GroupCoOp: Group-robust Fine-tuning via Group Prompt Learning
This addresses group robustness issues in vision-language models for tasks like image classification, though it is incremental as it builds on existing prompt learning methods.
The paper tackles the problem of spurious correlations in fine-tuned vision-language models due to subgroup imbalance, proposing GroupCoOp to enhance group robustness and achieving state-of-the-art results on five benchmarks across CLIP architectures with only 0.016% parameter training.

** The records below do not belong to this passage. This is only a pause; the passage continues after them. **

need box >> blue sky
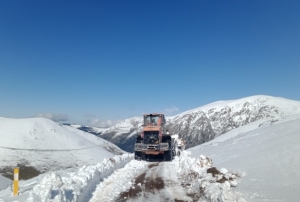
[1,0,299,127]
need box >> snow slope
[189,113,300,202]
[61,125,125,155]
[0,117,124,173]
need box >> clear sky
[1,0,299,127]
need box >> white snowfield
[0,118,125,172]
[190,113,300,202]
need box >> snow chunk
[173,151,248,202]
[220,168,228,174]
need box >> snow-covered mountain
[79,95,300,152]
[0,117,125,178]
[67,124,107,135]
[74,116,142,152]
[167,95,300,148]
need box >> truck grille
[143,131,159,144]
[147,145,158,150]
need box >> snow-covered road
[89,159,148,202]
[0,151,248,202]
[90,160,195,202]
[121,161,194,202]
[89,152,248,202]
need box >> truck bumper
[134,143,169,153]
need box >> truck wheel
[134,151,141,160]
[141,153,146,161]
[164,151,172,161]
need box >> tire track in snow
[89,160,148,202]
[116,161,193,202]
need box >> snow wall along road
[26,153,133,202]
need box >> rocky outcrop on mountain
[167,111,215,148]
[99,131,138,153]
[71,117,142,152]
[166,98,289,148]
[74,96,300,152]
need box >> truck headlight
[135,145,143,151]
[160,144,169,151]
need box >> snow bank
[89,160,148,202]
[174,151,248,202]
[26,153,134,202]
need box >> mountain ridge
[76,95,300,152]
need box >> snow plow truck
[134,113,177,161]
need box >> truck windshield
[144,115,159,126]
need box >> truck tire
[134,151,142,160]
[164,151,172,161]
[141,153,146,161]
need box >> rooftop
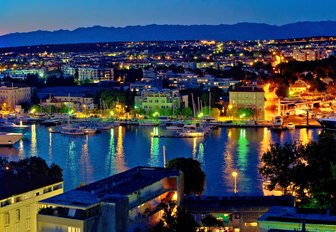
[40,166,179,209]
[230,86,264,92]
[259,206,336,225]
[0,171,62,200]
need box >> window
[26,206,30,218]
[4,212,10,225]
[26,218,31,230]
[15,209,20,222]
[68,227,81,232]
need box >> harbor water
[0,125,322,196]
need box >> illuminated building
[5,68,46,79]
[289,79,308,96]
[134,89,186,112]
[78,67,114,83]
[0,86,31,111]
[0,171,63,232]
[229,86,265,120]
[37,167,182,232]
[259,206,336,232]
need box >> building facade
[259,206,336,232]
[37,167,183,232]
[78,67,114,83]
[134,89,184,113]
[229,86,265,121]
[0,86,31,111]
[0,172,63,232]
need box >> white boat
[81,127,97,135]
[0,121,30,134]
[166,122,184,130]
[286,122,295,130]
[178,130,205,137]
[316,117,336,130]
[0,132,23,146]
[60,127,85,135]
[177,124,208,137]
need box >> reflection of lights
[237,129,248,172]
[197,142,204,165]
[105,128,115,176]
[149,137,159,166]
[192,137,197,158]
[116,126,126,172]
[232,171,238,194]
[81,135,92,184]
[31,124,37,156]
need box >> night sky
[1,0,336,35]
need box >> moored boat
[316,117,336,130]
[0,132,23,146]
[0,122,30,134]
[286,122,295,130]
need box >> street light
[232,171,238,194]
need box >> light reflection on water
[0,125,323,196]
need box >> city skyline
[1,0,336,35]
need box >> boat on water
[0,121,30,134]
[270,116,285,130]
[286,122,295,130]
[0,132,23,146]
[316,117,336,130]
[40,118,62,126]
[166,121,184,130]
[60,126,85,135]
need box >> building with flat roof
[0,170,63,232]
[183,196,294,232]
[37,166,183,232]
[258,206,336,232]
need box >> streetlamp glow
[232,171,238,194]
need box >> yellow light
[232,171,238,177]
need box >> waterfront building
[42,96,94,111]
[37,167,182,232]
[0,170,63,232]
[5,68,46,79]
[0,86,31,111]
[258,206,336,232]
[229,86,265,120]
[78,67,114,83]
[134,89,186,113]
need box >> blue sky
[1,0,336,35]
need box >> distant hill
[1,21,336,48]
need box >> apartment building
[0,171,63,232]
[37,167,183,232]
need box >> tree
[259,133,336,209]
[151,201,198,232]
[201,215,224,232]
[167,158,205,195]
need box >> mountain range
[1,21,336,48]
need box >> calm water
[0,125,322,196]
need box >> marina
[0,123,323,195]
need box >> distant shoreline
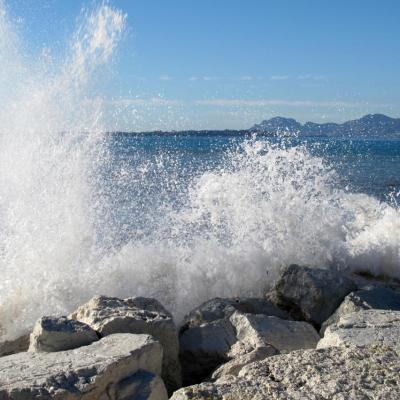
[108,113,400,138]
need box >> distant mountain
[251,114,400,137]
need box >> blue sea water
[106,134,400,241]
[110,134,400,199]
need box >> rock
[318,309,400,349]
[321,287,400,334]
[180,316,236,384]
[267,264,357,326]
[211,346,278,380]
[0,333,168,399]
[179,310,319,385]
[110,370,168,400]
[350,270,400,291]
[28,316,99,352]
[70,295,181,392]
[181,297,290,329]
[230,311,320,353]
[171,345,400,399]
[0,333,29,357]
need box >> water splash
[0,1,126,339]
[97,139,400,321]
[0,1,399,341]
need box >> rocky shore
[1,264,400,399]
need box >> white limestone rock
[180,316,237,384]
[0,333,168,400]
[0,332,29,357]
[179,310,319,385]
[181,297,290,329]
[70,295,181,392]
[211,345,278,380]
[171,345,400,400]
[318,309,400,349]
[28,316,99,352]
[320,287,400,334]
[268,264,357,326]
[230,311,320,354]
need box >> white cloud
[112,97,181,107]
[270,75,290,81]
[188,76,219,81]
[195,99,359,107]
[297,74,326,80]
[111,97,362,109]
[159,75,173,81]
[240,76,254,80]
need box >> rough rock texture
[350,270,400,291]
[321,287,400,334]
[171,345,400,400]
[29,316,99,352]
[181,297,290,329]
[318,309,400,349]
[180,310,319,385]
[110,370,168,400]
[70,295,181,392]
[211,346,278,380]
[230,312,319,353]
[0,333,168,399]
[268,264,357,327]
[0,333,29,357]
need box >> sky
[4,0,400,131]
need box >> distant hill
[251,114,400,137]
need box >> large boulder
[70,295,181,392]
[171,345,400,399]
[181,297,290,329]
[318,309,400,348]
[267,264,357,327]
[0,333,168,399]
[0,333,29,357]
[180,309,319,385]
[230,311,319,353]
[320,287,400,334]
[28,316,99,352]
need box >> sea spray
[0,2,399,341]
[97,138,400,322]
[0,1,126,339]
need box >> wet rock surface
[267,264,357,327]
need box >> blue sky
[5,0,400,130]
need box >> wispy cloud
[159,75,173,81]
[297,74,326,80]
[195,99,360,107]
[111,97,362,109]
[240,76,254,80]
[112,97,181,107]
[270,75,290,81]
[188,76,219,81]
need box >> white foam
[0,2,398,340]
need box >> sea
[0,2,399,340]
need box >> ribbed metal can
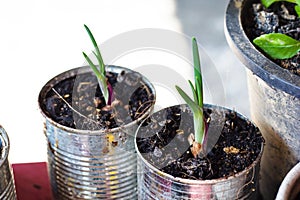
[0,126,17,200]
[135,104,264,200]
[38,65,156,199]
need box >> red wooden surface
[12,162,53,200]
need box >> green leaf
[192,38,201,70]
[84,24,105,75]
[295,4,300,16]
[175,37,206,150]
[188,80,198,104]
[175,86,201,115]
[253,33,300,59]
[261,0,275,8]
[83,52,108,103]
[176,85,204,144]
[193,113,205,144]
[192,37,204,109]
[192,38,201,88]
[262,0,296,8]
[195,76,203,108]
[294,0,300,17]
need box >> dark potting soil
[136,105,264,180]
[41,70,155,130]
[243,1,300,75]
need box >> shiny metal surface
[0,126,17,200]
[39,65,156,199]
[136,104,264,200]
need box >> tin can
[39,65,156,199]
[135,104,264,200]
[0,126,17,200]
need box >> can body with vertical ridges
[39,65,156,199]
[0,126,17,200]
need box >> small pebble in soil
[223,146,240,154]
[254,10,279,33]
[153,147,163,158]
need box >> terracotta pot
[38,65,156,199]
[135,104,264,200]
[225,0,300,199]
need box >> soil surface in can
[136,105,264,180]
[243,1,300,75]
[41,70,155,130]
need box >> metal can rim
[135,103,264,185]
[38,65,156,135]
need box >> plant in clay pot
[0,125,17,199]
[38,25,156,199]
[225,0,300,198]
[135,38,265,199]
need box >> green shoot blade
[195,76,203,108]
[188,80,198,104]
[175,86,201,116]
[192,37,204,108]
[92,51,99,64]
[192,37,201,84]
[193,112,205,144]
[176,86,204,144]
[84,24,105,74]
[83,52,108,103]
[176,37,206,153]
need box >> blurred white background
[0,0,249,163]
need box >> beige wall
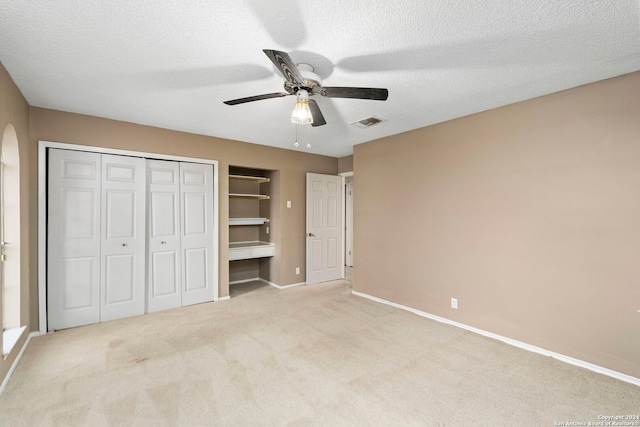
[354,72,640,378]
[0,62,31,383]
[338,155,353,173]
[28,107,337,329]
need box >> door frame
[38,140,219,334]
[345,180,353,267]
[339,171,353,269]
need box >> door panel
[104,254,135,303]
[105,190,136,238]
[150,192,177,236]
[151,251,178,297]
[61,257,95,310]
[184,248,207,291]
[48,149,102,330]
[100,154,146,322]
[147,160,182,312]
[184,193,206,235]
[180,162,215,305]
[306,173,343,284]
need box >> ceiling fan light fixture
[290,90,313,125]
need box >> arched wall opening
[2,123,22,356]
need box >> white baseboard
[228,278,307,293]
[218,296,231,302]
[229,278,260,285]
[0,331,41,396]
[259,278,306,289]
[352,290,640,387]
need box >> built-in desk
[229,241,275,261]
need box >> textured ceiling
[1,1,639,157]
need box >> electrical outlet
[296,267,300,275]
[451,298,458,309]
[266,226,269,234]
[287,201,292,208]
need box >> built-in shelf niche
[228,167,274,269]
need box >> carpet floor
[0,280,638,426]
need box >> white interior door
[100,154,146,322]
[147,159,182,312]
[180,162,216,305]
[306,173,343,284]
[48,149,102,330]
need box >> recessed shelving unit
[228,169,274,266]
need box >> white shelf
[229,241,275,261]
[229,217,269,226]
[229,193,270,200]
[229,174,270,184]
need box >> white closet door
[47,149,102,330]
[180,162,215,305]
[100,154,146,322]
[146,159,182,312]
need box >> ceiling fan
[223,49,389,127]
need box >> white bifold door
[48,149,103,329]
[100,154,147,322]
[48,150,146,329]
[48,149,216,331]
[147,160,216,312]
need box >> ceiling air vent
[351,116,384,128]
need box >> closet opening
[37,141,219,333]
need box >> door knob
[160,241,166,245]
[121,243,127,247]
[308,233,315,237]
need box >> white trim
[229,278,260,285]
[2,326,26,357]
[345,181,354,267]
[352,290,640,387]
[259,278,306,289]
[340,175,345,280]
[0,331,40,396]
[38,140,220,333]
[229,277,307,289]
[218,296,230,302]
[338,171,353,177]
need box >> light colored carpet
[1,280,638,426]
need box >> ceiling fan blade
[223,92,291,105]
[320,87,389,101]
[263,49,305,86]
[308,99,326,127]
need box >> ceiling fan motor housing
[284,63,322,95]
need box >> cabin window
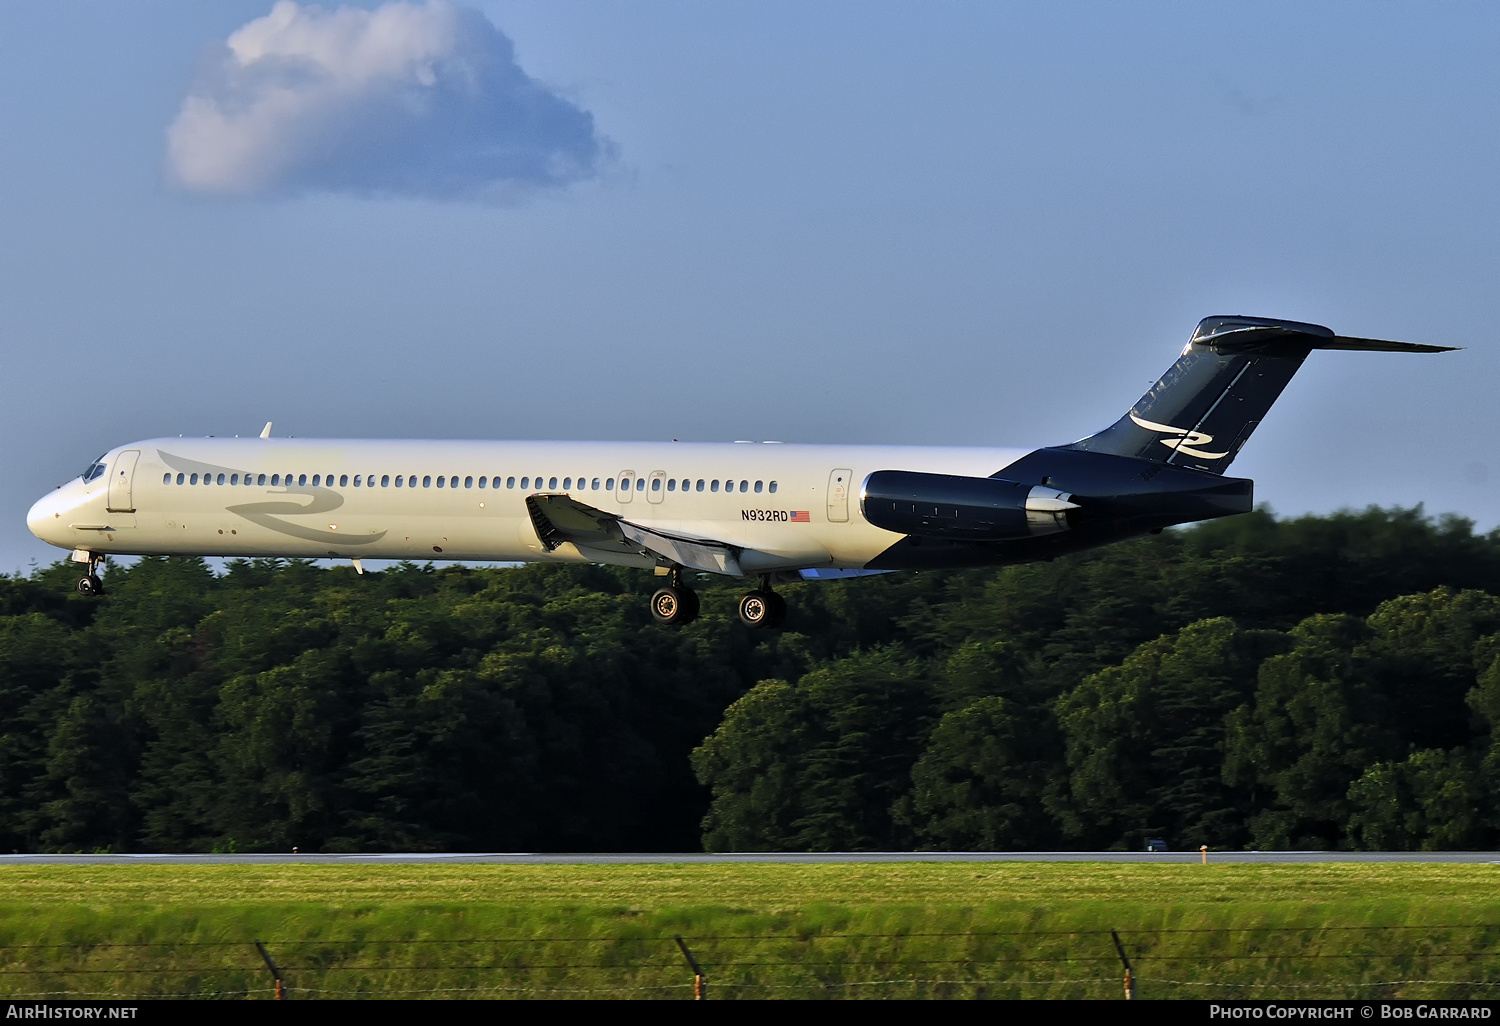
[710,480,719,492]
[636,478,646,491]
[395,476,404,488]
[379,475,388,487]
[605,478,614,490]
[754,481,763,493]
[338,474,347,486]
[190,473,199,485]
[549,477,558,490]
[592,478,601,490]
[739,480,749,493]
[174,473,184,485]
[465,476,474,488]
[436,476,445,488]
[163,473,171,484]
[507,477,516,488]
[520,477,529,489]
[229,474,238,485]
[563,478,572,490]
[769,481,778,493]
[312,475,321,486]
[667,479,675,491]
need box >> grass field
[2,862,1498,1000]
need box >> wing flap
[617,521,743,576]
[525,493,744,575]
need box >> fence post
[1110,929,1134,1000]
[254,940,286,1000]
[674,935,707,1000]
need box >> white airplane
[28,316,1451,628]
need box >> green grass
[2,863,1498,999]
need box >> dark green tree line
[4,506,1500,852]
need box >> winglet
[260,422,273,439]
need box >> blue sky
[4,2,1498,574]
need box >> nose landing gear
[74,554,105,597]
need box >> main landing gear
[647,569,787,629]
[75,554,105,597]
[737,576,786,630]
[650,568,701,626]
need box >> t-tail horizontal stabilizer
[1065,315,1457,475]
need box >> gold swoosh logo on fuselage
[158,450,388,546]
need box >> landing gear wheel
[76,574,103,597]
[765,590,787,628]
[650,584,699,626]
[738,590,785,629]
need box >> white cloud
[166,0,608,200]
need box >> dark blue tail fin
[1065,315,1453,475]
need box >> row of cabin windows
[162,471,778,494]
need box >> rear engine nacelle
[861,470,1077,541]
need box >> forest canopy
[4,506,1500,853]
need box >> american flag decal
[790,511,810,523]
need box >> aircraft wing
[525,494,744,576]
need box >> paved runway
[3,851,1497,864]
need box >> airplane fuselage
[28,437,1028,573]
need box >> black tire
[650,585,697,626]
[765,591,787,628]
[738,590,778,629]
[76,575,102,597]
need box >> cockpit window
[81,456,107,483]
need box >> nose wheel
[75,555,105,597]
[649,567,700,626]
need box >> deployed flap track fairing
[863,316,1455,571]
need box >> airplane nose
[27,488,72,547]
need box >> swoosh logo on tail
[1129,412,1229,460]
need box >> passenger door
[107,450,140,513]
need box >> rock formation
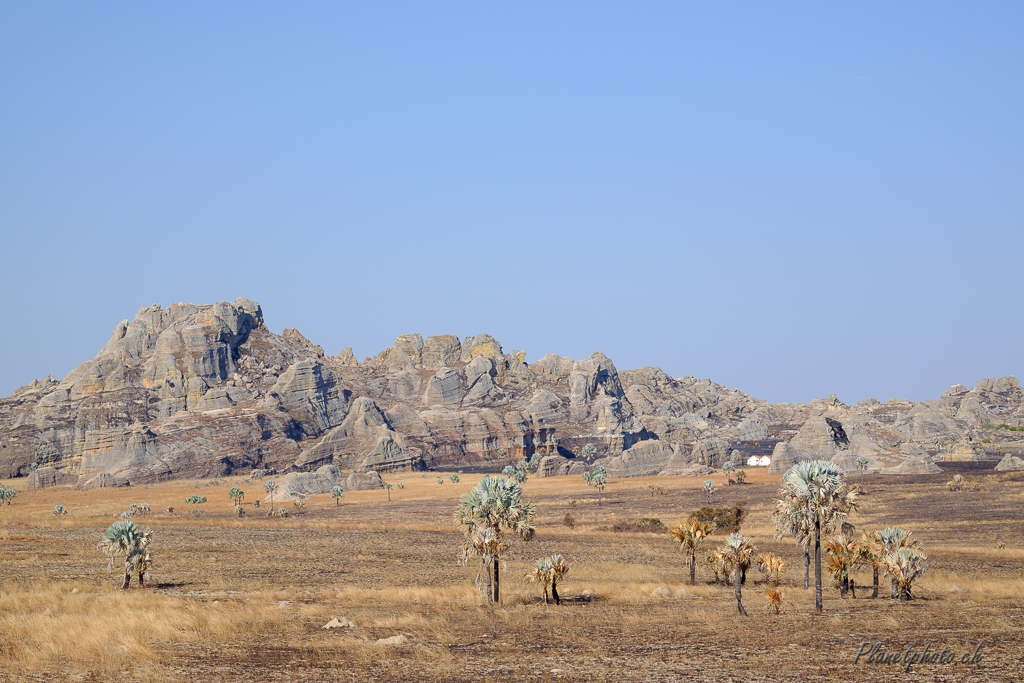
[1,298,1021,487]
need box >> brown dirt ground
[1,467,1022,682]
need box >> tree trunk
[814,521,823,614]
[891,577,898,599]
[840,575,848,599]
[485,559,493,606]
[689,552,696,585]
[803,549,810,589]
[734,562,746,615]
[740,565,747,585]
[543,587,549,604]
[871,567,879,599]
[493,555,500,605]
[138,570,145,588]
[900,584,909,601]
[850,579,856,599]
[552,580,560,606]
[122,564,131,590]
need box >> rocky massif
[2,299,1022,493]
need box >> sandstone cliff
[1,299,1021,488]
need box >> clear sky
[1,3,1021,404]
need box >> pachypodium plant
[52,504,68,516]
[1,488,17,506]
[184,495,207,505]
[330,486,345,506]
[97,520,152,589]
[449,473,460,483]
[396,482,404,489]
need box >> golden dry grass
[1,466,1022,681]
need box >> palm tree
[548,554,570,605]
[1,488,16,506]
[883,547,928,600]
[772,496,813,589]
[777,460,859,614]
[582,466,607,505]
[263,479,277,512]
[719,533,757,615]
[229,487,245,508]
[97,520,152,589]
[702,480,716,505]
[855,457,869,488]
[872,527,920,598]
[330,486,345,506]
[456,475,536,605]
[670,518,711,584]
[527,558,553,604]
[825,534,858,598]
[722,461,736,485]
[764,588,786,615]
[756,552,786,584]
[858,530,887,599]
[384,482,393,501]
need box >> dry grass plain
[1,466,1022,682]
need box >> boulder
[690,438,731,469]
[604,440,674,478]
[535,454,571,478]
[995,454,1024,472]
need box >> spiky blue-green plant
[53,504,67,516]
[330,486,345,506]
[778,460,858,614]
[396,482,404,489]
[1,488,16,506]
[97,520,152,589]
[456,475,535,605]
[449,473,460,483]
[263,479,277,511]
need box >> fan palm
[527,559,553,604]
[97,520,152,589]
[330,486,345,506]
[263,479,277,511]
[883,547,928,600]
[858,530,887,599]
[719,533,757,615]
[825,534,859,598]
[670,518,711,585]
[548,554,570,605]
[756,552,786,584]
[228,487,245,507]
[771,496,813,589]
[871,527,920,598]
[777,460,859,614]
[456,475,535,605]
[702,480,716,505]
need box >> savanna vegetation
[0,463,1020,681]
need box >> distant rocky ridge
[1,299,1022,493]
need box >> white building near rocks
[747,455,771,467]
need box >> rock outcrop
[1,298,1019,487]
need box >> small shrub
[396,482,404,489]
[449,474,460,483]
[52,504,68,516]
[611,518,667,534]
[764,588,786,615]
[185,495,207,504]
[981,438,991,444]
[647,485,667,497]
[688,502,747,534]
[562,513,576,529]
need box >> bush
[611,518,667,534]
[688,502,747,534]
[562,513,576,529]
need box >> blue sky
[1,2,1021,403]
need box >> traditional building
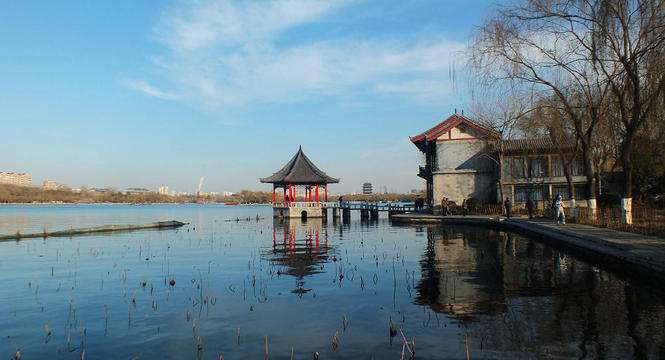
[495,138,588,205]
[411,114,588,210]
[261,147,339,219]
[411,114,501,207]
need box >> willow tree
[591,0,665,224]
[471,0,620,219]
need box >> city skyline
[0,0,496,193]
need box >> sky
[0,0,497,194]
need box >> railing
[331,201,416,212]
[576,205,665,238]
[273,201,420,212]
[273,201,325,208]
[418,165,432,179]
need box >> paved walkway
[392,213,665,284]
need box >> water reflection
[266,218,335,296]
[416,225,665,358]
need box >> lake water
[1,204,664,359]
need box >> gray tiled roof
[492,138,575,153]
[260,147,339,185]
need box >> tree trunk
[562,157,577,222]
[621,138,634,225]
[581,141,597,221]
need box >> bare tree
[589,0,665,223]
[470,0,623,219]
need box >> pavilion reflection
[415,225,665,358]
[266,218,335,296]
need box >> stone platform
[273,204,325,219]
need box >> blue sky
[0,0,497,194]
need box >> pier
[329,201,416,220]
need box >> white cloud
[127,0,464,109]
[121,79,179,100]
[155,0,345,52]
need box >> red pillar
[325,185,328,202]
[315,185,319,203]
[315,228,320,253]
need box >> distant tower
[362,182,373,195]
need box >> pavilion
[260,146,339,219]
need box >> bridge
[275,201,418,220]
[331,202,417,220]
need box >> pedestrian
[462,198,468,216]
[441,197,451,216]
[555,193,566,224]
[526,196,535,219]
[504,197,512,219]
[338,195,343,207]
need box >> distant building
[362,182,373,195]
[158,186,169,195]
[90,187,113,193]
[223,191,235,197]
[125,187,151,195]
[42,180,64,190]
[0,172,32,187]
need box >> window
[515,185,548,202]
[552,185,571,200]
[504,157,526,180]
[574,184,588,200]
[551,157,565,177]
[572,158,585,176]
[529,157,548,178]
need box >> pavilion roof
[260,146,339,185]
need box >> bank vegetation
[470,0,665,225]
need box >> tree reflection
[415,225,665,358]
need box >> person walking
[526,196,535,219]
[555,193,566,224]
[504,197,512,219]
[461,198,468,216]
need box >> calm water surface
[1,204,664,359]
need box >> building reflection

Parameter-efficient fine-tuning (PEFT) of vision-language models (VLMs) excels in various vision tasks thanks to the rich knowledge and generalization ability of VLMs. However, recent studies revealed that such fine-tuned VLMs are vulnerable to spurious correlations stemming from the subgroup imbalance in the fine-tuning datasets. To resolve this issue, we propose Group Context Optimization (GroupCoOp), a simple and effective debiased fine-tuning algorithm that enhances the group robustness of fine-tuned VLMs. Its key idea is to employ group-specific text prompts as group representatives serving as multiple classifiers for their target class. The rich semantic knowledge of the text encoder of VLM enables the discovery of effective group prompts even for groups with a small number of training samples. Leveraging the group prompts for each class addresses the issues caused by the group-imbalanced training set, such as the neglect of minority groups and the scattered distribution of each class in the embedding space. GroupCoOp achieved the best results on five benchmarks across five CLIP architectures and occasionally outperformed prior methods that fine-tune the entire network, despite training only 0.016\% of the network's parameters.